イギリスの大手スーパー「モリソンズ」は、毎週土曜日の朝に「Quieter Hour(静かな時間)」を実施しています。この時間帯は、店内放送なし、BGMなし、照明も控えめ。レジの「ピッ」という音も最小限にするそうです。

日本でもこうした取り組みが広まることを、切に願っています。

もし、この記事を読んでいる小売業やサービス業の方がいらっしゃったら、ぜひ検討してみてください。感覚過敏の人だけでなく、高齢者や体調不良の人にも喜ばれるはずです。
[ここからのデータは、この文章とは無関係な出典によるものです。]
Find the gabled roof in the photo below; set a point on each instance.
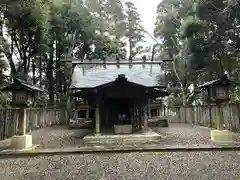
(24, 84)
(91, 76)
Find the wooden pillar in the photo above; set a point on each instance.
(87, 113)
(220, 119)
(97, 121)
(149, 108)
(145, 119)
(22, 121)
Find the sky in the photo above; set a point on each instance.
(147, 10)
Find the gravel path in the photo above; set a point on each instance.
(62, 137)
(54, 137)
(135, 166)
(184, 134)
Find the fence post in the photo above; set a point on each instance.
(22, 121)
(4, 123)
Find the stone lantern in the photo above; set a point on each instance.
(218, 92)
(23, 95)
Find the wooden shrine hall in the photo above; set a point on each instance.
(120, 93)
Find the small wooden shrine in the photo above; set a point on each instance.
(120, 93)
(219, 90)
(23, 93)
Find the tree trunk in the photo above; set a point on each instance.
(40, 70)
(50, 76)
(34, 71)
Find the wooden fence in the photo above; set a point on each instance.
(36, 118)
(206, 115)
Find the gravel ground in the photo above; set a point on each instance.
(184, 134)
(54, 137)
(135, 166)
(62, 137)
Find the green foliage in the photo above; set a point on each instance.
(134, 29)
(201, 37)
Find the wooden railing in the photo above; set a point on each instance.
(36, 118)
(206, 115)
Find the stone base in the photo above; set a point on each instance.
(123, 129)
(222, 136)
(21, 142)
(123, 139)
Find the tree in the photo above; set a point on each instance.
(134, 29)
(170, 21)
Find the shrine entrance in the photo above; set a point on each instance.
(118, 111)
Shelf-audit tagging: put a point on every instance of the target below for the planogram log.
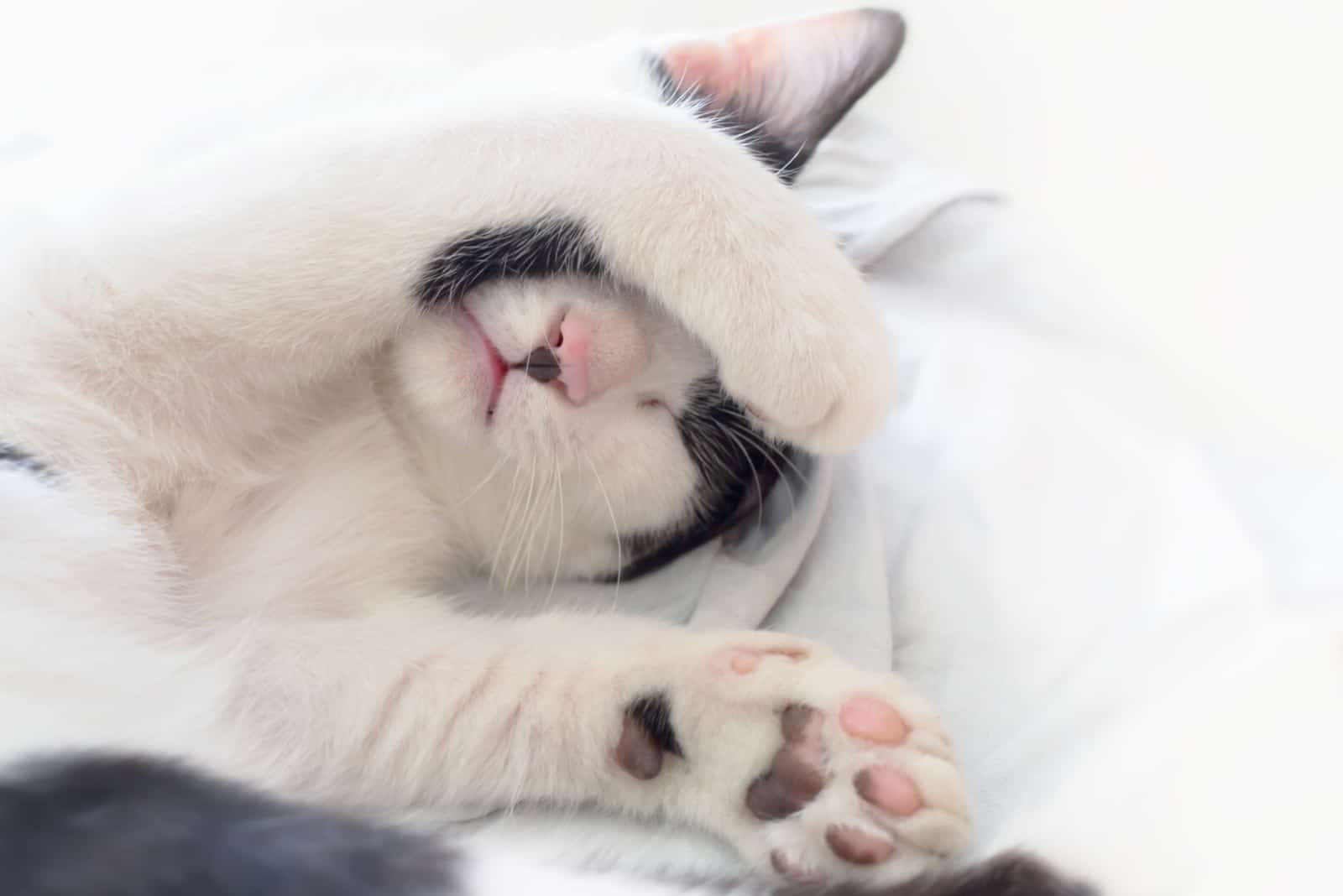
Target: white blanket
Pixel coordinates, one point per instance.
(1095, 593)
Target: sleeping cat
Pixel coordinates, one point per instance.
(272, 401)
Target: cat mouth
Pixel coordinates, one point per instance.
(492, 361)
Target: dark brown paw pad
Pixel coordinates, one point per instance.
(797, 774)
(646, 734)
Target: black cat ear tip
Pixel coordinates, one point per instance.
(890, 29)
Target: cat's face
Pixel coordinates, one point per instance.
(598, 440)
(601, 407)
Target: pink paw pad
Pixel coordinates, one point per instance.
(888, 789)
(872, 719)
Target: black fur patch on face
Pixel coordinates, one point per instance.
(22, 461)
(537, 248)
(771, 152)
(131, 826)
(738, 470)
(653, 714)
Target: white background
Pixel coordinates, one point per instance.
(1186, 150)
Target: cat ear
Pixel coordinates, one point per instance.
(783, 86)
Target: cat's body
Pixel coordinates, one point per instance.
(269, 407)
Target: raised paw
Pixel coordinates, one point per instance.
(812, 768)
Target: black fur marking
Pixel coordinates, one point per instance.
(1006, 875)
(653, 712)
(129, 826)
(738, 470)
(22, 461)
(544, 247)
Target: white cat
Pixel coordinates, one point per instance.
(269, 401)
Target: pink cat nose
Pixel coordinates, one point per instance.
(566, 358)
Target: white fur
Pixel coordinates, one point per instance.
(270, 464)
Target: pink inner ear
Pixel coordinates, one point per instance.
(796, 78)
(736, 67)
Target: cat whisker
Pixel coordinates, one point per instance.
(769, 452)
(745, 455)
(559, 553)
(523, 528)
(508, 522)
(615, 528)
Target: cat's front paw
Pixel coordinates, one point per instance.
(809, 766)
(823, 381)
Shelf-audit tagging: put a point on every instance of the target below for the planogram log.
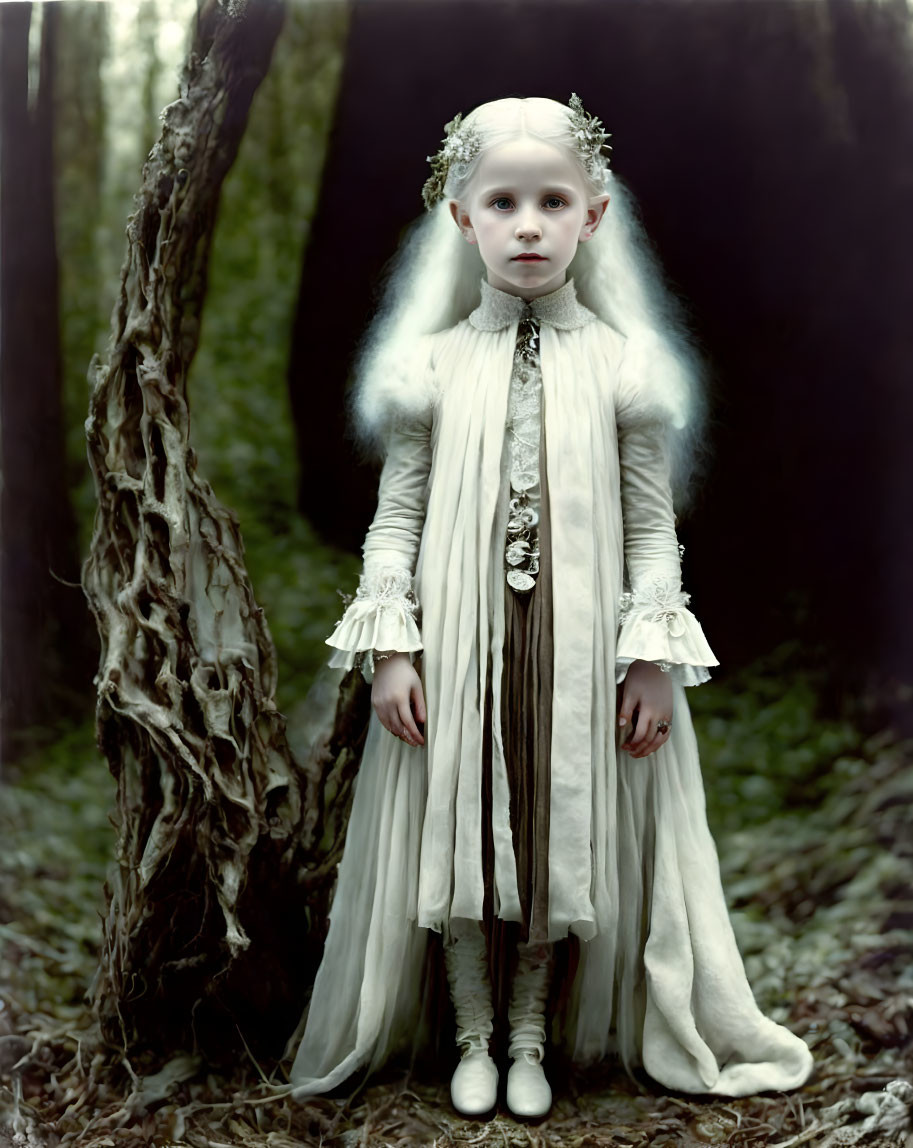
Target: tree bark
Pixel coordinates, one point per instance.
(45, 675)
(217, 909)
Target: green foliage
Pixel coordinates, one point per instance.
(764, 746)
(242, 428)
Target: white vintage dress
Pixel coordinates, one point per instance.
(632, 868)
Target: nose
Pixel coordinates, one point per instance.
(528, 226)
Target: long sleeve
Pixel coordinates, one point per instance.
(655, 625)
(383, 613)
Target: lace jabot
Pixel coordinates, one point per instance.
(559, 309)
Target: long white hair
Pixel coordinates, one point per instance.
(433, 282)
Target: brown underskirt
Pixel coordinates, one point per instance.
(526, 689)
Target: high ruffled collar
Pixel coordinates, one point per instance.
(558, 309)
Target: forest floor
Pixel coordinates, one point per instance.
(814, 827)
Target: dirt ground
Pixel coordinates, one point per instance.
(822, 905)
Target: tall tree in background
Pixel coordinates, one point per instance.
(224, 866)
(45, 672)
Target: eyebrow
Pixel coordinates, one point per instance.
(546, 189)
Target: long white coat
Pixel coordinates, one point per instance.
(633, 870)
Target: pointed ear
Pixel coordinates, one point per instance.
(595, 211)
(462, 219)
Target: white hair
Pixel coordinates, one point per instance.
(433, 282)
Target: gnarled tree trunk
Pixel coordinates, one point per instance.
(217, 909)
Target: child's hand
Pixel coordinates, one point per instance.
(397, 697)
(648, 690)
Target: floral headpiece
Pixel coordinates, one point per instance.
(459, 146)
(590, 139)
(462, 145)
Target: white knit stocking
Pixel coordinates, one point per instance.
(466, 960)
(527, 1001)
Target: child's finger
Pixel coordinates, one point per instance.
(640, 731)
(626, 710)
(408, 729)
(418, 702)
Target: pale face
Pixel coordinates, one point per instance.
(527, 208)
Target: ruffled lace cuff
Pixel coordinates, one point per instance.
(655, 626)
(380, 617)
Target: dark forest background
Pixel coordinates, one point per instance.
(768, 146)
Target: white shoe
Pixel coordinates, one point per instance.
(473, 1088)
(528, 1091)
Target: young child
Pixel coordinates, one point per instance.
(523, 563)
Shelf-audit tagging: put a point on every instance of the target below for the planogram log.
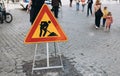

まとめ:「静寂」は贅沢品じゃない。生きるための必需品だ

長くなりましたが、最後にまとめます。

この記事で伝えたかったこと:

  1. 聴覚過敏は「我慢」で解決する問題じゃない
    • 根性論ではどうにもならない。脳の特性だから。
  2. 「静寂」への投資は、生活の質を根本から変える
    • ノイズキャンセリングイヤホン、防音性の高い住居、LED照明など、お金をかける価値がある。
  3. 「できない自分」を受け入れることで、お金の使い方が最適化される
    • 「普通になろう」とする無駄な出費が減り、本当に必要なことにお金を使えるようになる。
  4. 「助けを求めていい」「配慮を求めていい」
    • 診断を受けることで、選択肢が広がる。

最後に、同じように苦しんでいる方へ。

あなたが「音がうるさい」「匂いがきつい」「光が眩しい」と感じるのは、あなたが弱いからじゃありません

あなたの脳が、そういう風にできているだけです。

そして、それは悪いことじゃない

違う感覚を持っているからこそ、見える世界がある。気づけることがある。

私は38歳になった今、ようやくそう思えるようになりました。

「普通」になれなくても、大丈夫。

「あなた」として生きていけば、それでいい。

このブログが、あなたの「暮らしの攻略本」になれたら、こんなに嬉しいことはありません。


最後まで読んでくださり、ありがとうございました。

不器用な私ですが、これからも少しずつ、このブログを更新していきます。

どうぞ、ゆっくりしていってくださいね。